En cas d’appel recevable, seule une minorité de juges de police évalue la culpabilité et – en cas de culpabilité avérée – une minorité toujours impose une sanction, en ce compris une éventuelle déchéance du droit de conduire.

Comme la procédure est particulièrement accessible et soumise à peu de conditions formelles, le recours est souvent déclaré recevable. En conséquence, la balle revient généralement dans le camp du procureur du Roi. Il doit ensuite citer l’auteur présumé de l’infraction par la voie traditionnelle, pour que le juge de police puisse encore statuer sur sa culpabilité et – si elle est avérée – sur la ou les peines à infliger.

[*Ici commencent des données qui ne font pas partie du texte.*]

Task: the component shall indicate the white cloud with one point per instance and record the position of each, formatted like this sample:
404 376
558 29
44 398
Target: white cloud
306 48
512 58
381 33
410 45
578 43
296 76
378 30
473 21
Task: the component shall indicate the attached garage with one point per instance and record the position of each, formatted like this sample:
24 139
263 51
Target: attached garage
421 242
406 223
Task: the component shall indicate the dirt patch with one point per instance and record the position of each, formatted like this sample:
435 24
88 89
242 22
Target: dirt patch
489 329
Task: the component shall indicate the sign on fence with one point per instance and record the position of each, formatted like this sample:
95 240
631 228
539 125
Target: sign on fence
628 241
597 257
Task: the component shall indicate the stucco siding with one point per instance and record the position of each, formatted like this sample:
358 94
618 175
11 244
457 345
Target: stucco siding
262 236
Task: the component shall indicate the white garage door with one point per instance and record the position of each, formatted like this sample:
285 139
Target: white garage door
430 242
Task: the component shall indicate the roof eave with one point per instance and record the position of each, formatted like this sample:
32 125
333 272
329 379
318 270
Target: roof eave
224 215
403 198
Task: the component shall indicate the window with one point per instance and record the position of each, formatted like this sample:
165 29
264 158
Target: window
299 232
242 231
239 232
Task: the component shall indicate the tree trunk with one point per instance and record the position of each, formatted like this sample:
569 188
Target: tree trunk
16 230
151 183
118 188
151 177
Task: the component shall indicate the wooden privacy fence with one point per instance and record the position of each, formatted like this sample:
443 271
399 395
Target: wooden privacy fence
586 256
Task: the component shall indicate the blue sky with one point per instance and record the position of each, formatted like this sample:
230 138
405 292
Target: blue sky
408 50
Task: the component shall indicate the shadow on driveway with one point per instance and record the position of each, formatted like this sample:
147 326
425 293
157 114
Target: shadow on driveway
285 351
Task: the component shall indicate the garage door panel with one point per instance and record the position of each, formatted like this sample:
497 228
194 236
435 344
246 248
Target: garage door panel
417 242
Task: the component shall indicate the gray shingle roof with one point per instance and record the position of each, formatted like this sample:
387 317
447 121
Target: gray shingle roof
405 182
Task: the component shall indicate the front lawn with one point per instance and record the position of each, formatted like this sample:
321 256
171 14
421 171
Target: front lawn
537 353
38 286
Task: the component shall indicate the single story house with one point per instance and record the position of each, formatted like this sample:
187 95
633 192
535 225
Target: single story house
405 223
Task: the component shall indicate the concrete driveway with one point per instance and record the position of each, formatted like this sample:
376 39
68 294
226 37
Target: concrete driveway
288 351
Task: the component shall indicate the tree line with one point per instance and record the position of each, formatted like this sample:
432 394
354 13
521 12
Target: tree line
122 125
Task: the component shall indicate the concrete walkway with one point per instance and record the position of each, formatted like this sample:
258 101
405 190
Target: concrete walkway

L’expérience montre que généralement, le procureur ne porte pas une nouvelle fois l’affaire devant le tribunal car cela est trop lourd. En effet, cela implique que l’affaire soit à nouveau portée devant le même juge, ce qui le charge une seconde fois du dossier, ce qui crée une charge supplémentaire de travail non souhaitée pour les tribunaux. Lorsque le procureur porte à nouveau et malgré tout l’affaire devant le tribunal, certains juges se montrent particulièrement indulgents en se limitant à une simple déclaration de culpabilité fondée sur la violation du délai raisonnable[5]. Il en résulte que le contrevenant risque d’échapper aux conséquences de ses actes ou du moins de s’en tirer à bon compte.

  1. La Cour de cassation s’est exprimée pour la première fois sur la mission des juges de police en cas d’un appel d’un ordre de paiement dans deux arrêts récents prononcés respectivement le 1er et le 22 juin 2021.

Les juges de police doivent d’une part aller au-delà d’une simple appréciation de la recevabilité de l’appel. Lorsque l’appel est recevable, ils doivent examiner d’office le fond du dossier. Cela signifie qu’ils doivent s’assurer de la correcte application de la procédure, s’assurer qu’une infraction a bien été commise et vérifier que son auteur est réellement coupable. Au regard de l’historique législatif de la loi, la Cour conclu donc que lorsque les tribunaux de police se limitent à un jugement sur la recevabilité du recours, ils n’agissent pas en conformité avec l’intention du législateur[6].

La Cour précise d’autre part que l’action publique ne sera en aucun cas pendante. Le tribunal de police – ou le tribunal correctionnel en appel – ne peut donc jamais prononcer lui-même une sanction dans le cadre d’un recours contre un ordre de paiement. Selon la Cour, trois hypothèses peuvent donc se présenter :

  • le recours est déclaré irrecevable, de sorte que l’ordre de paiement devient exécutoire ;
  • le recours est déclaré recevable mais non fondé[7], ce qui rend l’ordre de paiement exécutoire ;
  • le recours est déclaré recevable mais fondé, de sorte que l’ordre de paiement est réputé non avenu.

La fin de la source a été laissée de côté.